Appellant, a young man twenty-two years of age, of established good character, was convicted, and sentenced to life imprisonment, as an accessory before the fact in the murder of Remus Cooper, on the uncorroborated testimony of Martha Cooper, the nineteen year old daughter of the deceased. The said daughter was the actual killer, as she freely admitted on the witness stand. Mr. Cooper was slain with a shotgun as he lay sound asleep about ten o'clock at night. He was a tenant farmer, and he and his daughter were the only occupants of his home. She had taken the shotgun from its accustomed place in the house and had hidden it near her bed, and after her father was known to her to be in deep sleep she crept to his bedside and discharged the gun into the vitals of his body at close range. Immediately after the shooting, she ran to the home of a near neighbor and told that, while she and her father slept, some unknown man had come into her father's room and had taken the shotgun from the rack and had then gone into the kitchen, and that, while he was in there, she had jumped up and escaped from the house, and that as she paused on *Page 530 the porch she heard the gun fire, and that this man had shot her father. She went into details in describing the man and the appearance of the clothes he wore.
Five days later this daughter was taken to jail, and thereupon she entirely changed her statement and admitted that she alone had killed her father, and averred that no other person had any part in the crime. She gave as her reason for the act that her father had been guilty of certain unnatural conduct not here necessary to mention, except to say that it appears evident that she soon suspected that this latter story would not be accepted as believable; and she then adopted another version which was that she had killed her father because on the day of the killing he had whipped her.
After she had been in jail about two weeks, she made still another change in her story, and this was that she had slain her father at the suggestion and on the advice of this appellant; that appellant had planned the deed for her, and had told her that, after she had shot her father and got him out of the way, appellant would marry her and they would live a happy life, although it is shown by the evidence that appellant was a married man and the said murderess knew it. Her testimony on the preliminary trial, although she then implicated appellant, did not correspond in significant particulars with what she swore in the subsequent main trial; and just here we note that which also bears a perceptible significance in relation to the validity of the conviction of this appellant on this record, namely, that this girl, although on her own admissions she was guilty of a murder almost without parallel in its heartless and sneaking cruelty, was permitted by the prosecution, a few days before the trial of appellant, to plead guilty to a lesser offense, and received a sentence of only five years in the penitentiary. It is further shown that four days before the trial of appellant, the prosecuting witness, Martha Cooper, stated to two persons who visited her in jail that appellant was not guilty and had nothing to do with the killing and *Page 531 two days later she repeated this statement to three others who visited her in jail.
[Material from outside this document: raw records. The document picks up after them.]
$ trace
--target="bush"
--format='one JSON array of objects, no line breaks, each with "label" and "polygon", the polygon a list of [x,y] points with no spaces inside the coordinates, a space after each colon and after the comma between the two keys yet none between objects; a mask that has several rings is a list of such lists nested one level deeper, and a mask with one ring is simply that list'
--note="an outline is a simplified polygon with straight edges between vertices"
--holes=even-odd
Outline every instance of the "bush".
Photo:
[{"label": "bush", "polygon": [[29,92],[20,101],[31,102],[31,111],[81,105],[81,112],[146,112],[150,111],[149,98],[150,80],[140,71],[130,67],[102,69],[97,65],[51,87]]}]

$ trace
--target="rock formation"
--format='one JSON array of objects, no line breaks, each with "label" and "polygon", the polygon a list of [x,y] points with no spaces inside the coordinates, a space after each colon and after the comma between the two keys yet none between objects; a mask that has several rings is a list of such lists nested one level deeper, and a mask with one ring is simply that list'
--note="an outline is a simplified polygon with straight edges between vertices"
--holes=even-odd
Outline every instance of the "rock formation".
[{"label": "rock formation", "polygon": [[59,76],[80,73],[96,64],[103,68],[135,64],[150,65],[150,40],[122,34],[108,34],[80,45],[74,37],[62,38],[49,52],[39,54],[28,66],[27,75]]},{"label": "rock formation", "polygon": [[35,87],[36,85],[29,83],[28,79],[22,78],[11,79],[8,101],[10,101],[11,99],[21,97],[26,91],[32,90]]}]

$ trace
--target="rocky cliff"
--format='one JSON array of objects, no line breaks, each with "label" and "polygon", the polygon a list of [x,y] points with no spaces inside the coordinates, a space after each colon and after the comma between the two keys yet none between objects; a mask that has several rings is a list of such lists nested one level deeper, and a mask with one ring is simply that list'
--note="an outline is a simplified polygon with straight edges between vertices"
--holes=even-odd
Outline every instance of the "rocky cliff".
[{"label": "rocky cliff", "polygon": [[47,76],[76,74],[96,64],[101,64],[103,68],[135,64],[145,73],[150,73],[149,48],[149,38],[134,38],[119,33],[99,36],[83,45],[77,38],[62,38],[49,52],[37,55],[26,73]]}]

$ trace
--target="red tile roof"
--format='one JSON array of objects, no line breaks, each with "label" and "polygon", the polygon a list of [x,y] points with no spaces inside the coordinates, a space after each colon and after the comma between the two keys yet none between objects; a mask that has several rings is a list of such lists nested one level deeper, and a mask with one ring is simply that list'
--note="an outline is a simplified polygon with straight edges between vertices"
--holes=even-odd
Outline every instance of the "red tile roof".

Appellant denied with positiveness and consistency every statement of the prosecuting witness which would connect him with any criminal part in the murder. His statements and versions are corroborated by other witnesses, and the testimony of the prosecuting witness of the times and occasions when she says the plans for the killing were proposed and were laid by appellant is strongly discredited by the positive testimony of several witnesses other than appellant. The motive for the killing which was sought to be ascribed to appellant was weakened by the evidence of the other witnesses to the point that it practically disappears as a thing of any dependable substance, so far as appellant is concerned and so far as the pages of this record disclose.
Without pursuing the details, since they are all confirmatory of the summary above set out, we are of opinion that we have here a case which falls within the principle of adjudication applied in Sykes v. State, 92 Miss. 247, 45 So. 838, and that a conviction ought not to be allowed now to stand on the uncorroborated testimony of this woman, who, in addition to being an admitted, ready, and voluble liar, is shown in the very nature of her crime and the circumstances of its actual commission to be practically destitute of normal moral concepts and of those essential moral qualities which give dependable validity to sworn testimony. Compare White v. State, 146 Miss. 815, 112 So. 27; Hunter v. State, 137 Miss. 276, 102 So. 282; Abele v. State,138 Miss. 772, 103 So. 370. At least, we say that a conviction should not be allowed to stand on her uncorroborated testimony, and when the defense is corroborated, as it has been on this record, until the third jury shall have considered the evidence and shall persist in the same verdict of guilty. Section 592, Code 1930.